Genre: Simulator, Strategy, AdventureRelease: 12/11/2018

Why Coronation Week Actually Matters

I’ve been sliding coins to vagrants and praying my walls hold since the very first Kingdom in 2015, so a decade celebration caught my eye for one simple reason: this series has quietly done what a lot of indies don’t-support a single idea, across platforms, for years without burning it out. Raw Fury and Fury Studios are kicking off Coronation Week with a “10th Rulerversary” update for Kingdom Two Crowns, a new Story trailer, cosmetic packs, deep discounts, and a free weekend on Steam and Xbox starting October 9. That’s a full-on welcome mat if you’ve ever wondered what the fuss is about but bounced off pixel art or tower-defense labels.

Key Takeaways

  • The Rulerversary update adds a Challenger Island event and a towering new Greed threat-more bite for veterans, not just party hats.
  • Free Weekend on Steam and Xbox Free Play Days (starting Oct. 9) makes this the easiest entry point in years.
  • The Decennial Royal Wardrobe cosmetic pack is $2.99-optional, reasonably priced, and clearly separate from core content.
  • Discounts up to 90% across the franchise signal “get in now,” especially if you’ve eyed past expansions like Norse Lands.

Breaking Down the “10th Rulerversary” Update

The headline addition is a new Challenger Island built around a celebratory statue. If you’ve played previous Islands, you know the drill: focused scenarios that twist the usual rhythm of scouting, recruiting, and shoring up defenses before the Greed surge at night. The twist this time is tonal—party hats, cakes, candles, balloons—matched with a mechanical escalation in the form of a towering Greed. The series’ enemy variety has always been more about composition than sheer unit count, so a big, high-threat Greed could meaningfully change defense timings and how you spend coins early on.

What I like here is that this isn’t just a reskin. Kingdom lives or dies on the micro-choices—when to upgrade your walls, when to commit to the ship, whether you risk a portal run before a blood moon—and a fresh, higher-stakes threat nudges veterans out of comfy build orders. The celebratory vibe is fine; the new enemy is the real meat.

There’s also a new Story trailer that pulls the camera back a little, which tracks with how Two Crowns has slowly built out its world since launch through themed campaigns and crossovers (remember the Bloodstained-flavored Dead Lands?). It’s still a vibes-first series, but stitching together the myth of the Greed and the monarch’s endless push is a nice touch for a game that usually lets ambiance do the talking.

Screenshot from Kingdom Two Crowns: Shogun
Screenshot from Kingdom Two Crowns: Shogun

Value Check: Free Weekend, Deep Discounts, and a Cheap Wardrobe

Raw Fury is doing the smart thing: let the game sell itself. A free weekend on Steam and Xbox Free Play Days removes the “will I get it?” barrier, and the franchise discounts (up to 90% off) mean you can commit for the price of a latte if it clicks. Kingdom Two Crowns isn’t a typical base-building time sink—runs have a meditative pace until a single bad decision unravels everything. That’s precisely why trying before buying helps; you’ll know quickly if the loop is your kind of stress.
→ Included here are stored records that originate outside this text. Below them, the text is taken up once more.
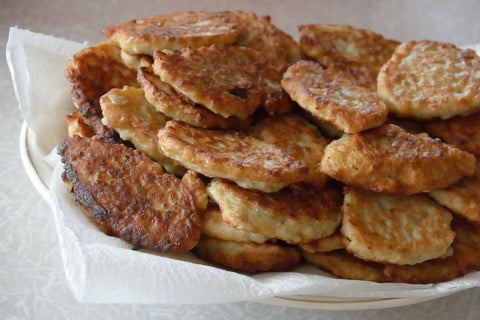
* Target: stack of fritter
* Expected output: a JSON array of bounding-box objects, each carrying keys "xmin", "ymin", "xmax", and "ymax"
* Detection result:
[{"xmin": 58, "ymin": 11, "xmax": 480, "ymax": 283}]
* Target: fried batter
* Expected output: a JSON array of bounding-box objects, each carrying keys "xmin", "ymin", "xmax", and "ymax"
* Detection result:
[
  {"xmin": 65, "ymin": 42, "xmax": 138, "ymax": 142},
  {"xmin": 377, "ymin": 41, "xmax": 480, "ymax": 119},
  {"xmin": 249, "ymin": 113, "xmax": 329, "ymax": 189},
  {"xmin": 138, "ymin": 65, "xmax": 252, "ymax": 130},
  {"xmin": 58, "ymin": 136, "xmax": 201, "ymax": 252},
  {"xmin": 429, "ymin": 163, "xmax": 480, "ymax": 222},
  {"xmin": 299, "ymin": 24, "xmax": 400, "ymax": 91},
  {"xmin": 207, "ymin": 179, "xmax": 342, "ymax": 243},
  {"xmin": 193, "ymin": 236, "xmax": 300, "ymax": 273},
  {"xmin": 158, "ymin": 120, "xmax": 308, "ymax": 192},
  {"xmin": 384, "ymin": 218, "xmax": 480, "ymax": 283},
  {"xmin": 202, "ymin": 205, "xmax": 271, "ymax": 244},
  {"xmin": 100, "ymin": 87, "xmax": 185, "ymax": 174},
  {"xmin": 320, "ymin": 124, "xmax": 475, "ymax": 194},
  {"xmin": 299, "ymin": 232, "xmax": 345, "ymax": 253},
  {"xmin": 341, "ymin": 187, "xmax": 455, "ymax": 265},
  {"xmin": 103, "ymin": 11, "xmax": 238, "ymax": 55},
  {"xmin": 153, "ymin": 45, "xmax": 268, "ymax": 119},
  {"xmin": 282, "ymin": 61, "xmax": 388, "ymax": 133},
  {"xmin": 423, "ymin": 113, "xmax": 480, "ymax": 156}
]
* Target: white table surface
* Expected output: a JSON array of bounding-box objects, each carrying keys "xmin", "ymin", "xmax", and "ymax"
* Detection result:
[{"xmin": 0, "ymin": 0, "xmax": 480, "ymax": 320}]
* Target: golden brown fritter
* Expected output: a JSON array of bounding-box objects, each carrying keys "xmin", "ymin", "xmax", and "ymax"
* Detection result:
[
  {"xmin": 377, "ymin": 40, "xmax": 480, "ymax": 119},
  {"xmin": 282, "ymin": 60, "xmax": 388, "ymax": 133},
  {"xmin": 193, "ymin": 236, "xmax": 301, "ymax": 273},
  {"xmin": 58, "ymin": 136, "xmax": 201, "ymax": 252},
  {"xmin": 423, "ymin": 112, "xmax": 480, "ymax": 156},
  {"xmin": 299, "ymin": 24, "xmax": 400, "ymax": 91},
  {"xmin": 249, "ymin": 113, "xmax": 329, "ymax": 189},
  {"xmin": 320, "ymin": 124, "xmax": 475, "ymax": 194},
  {"xmin": 138, "ymin": 65, "xmax": 253, "ymax": 130},
  {"xmin": 65, "ymin": 42, "xmax": 138, "ymax": 142},
  {"xmin": 100, "ymin": 86, "xmax": 185, "ymax": 175},
  {"xmin": 298, "ymin": 231, "xmax": 345, "ymax": 253},
  {"xmin": 201, "ymin": 204, "xmax": 272, "ymax": 244},
  {"xmin": 153, "ymin": 45, "xmax": 268, "ymax": 119},
  {"xmin": 207, "ymin": 179, "xmax": 342, "ymax": 243},
  {"xmin": 102, "ymin": 11, "xmax": 238, "ymax": 55},
  {"xmin": 341, "ymin": 187, "xmax": 455, "ymax": 265},
  {"xmin": 158, "ymin": 120, "xmax": 308, "ymax": 192}
]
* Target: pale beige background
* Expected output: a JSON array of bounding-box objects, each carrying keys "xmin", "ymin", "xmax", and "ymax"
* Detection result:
[{"xmin": 0, "ymin": 0, "xmax": 480, "ymax": 320}]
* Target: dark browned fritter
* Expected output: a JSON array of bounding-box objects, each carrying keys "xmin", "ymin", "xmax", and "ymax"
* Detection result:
[{"xmin": 58, "ymin": 136, "xmax": 201, "ymax": 252}]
The Decennial Royal Wardrobe is a $2.99 cosmetic pack with three new looks. Cosmetic upsells in a premium indie can feel tacky, but Raw Fury has generally kept the line clear between paid style and meaningful content. If you want substance, it’s been handled via updates or proper expansions; if you want drip for your monarch, you can buy it without touching balance. That separation matters, and at three bucks, this isn’t a predatory move.

Screenshot from Kingdom Two Crowns: Shogun
Screenshot from Kingdom Two Crowns: Shogun

Where Kingdom Sits in 2025’s Indie Landscape

We’re deep into a renaissance of survival and city-build-adjacent games, from cozy loops to crunchy colony sims. Kingdom predates the current wave and still feels unique: no explicit tech trees, just a tactile coin economy and visual language that teaches you through failure. Two Crowns added co-op (solo or co-op play across PC, consoles, and mobile), and that’s still the best way to experience it—one player scouts and spends while the other patches holes or executes risky portal runs. Watching plans collide with a blood moon remains tense in a way many “hardcore” games never capture.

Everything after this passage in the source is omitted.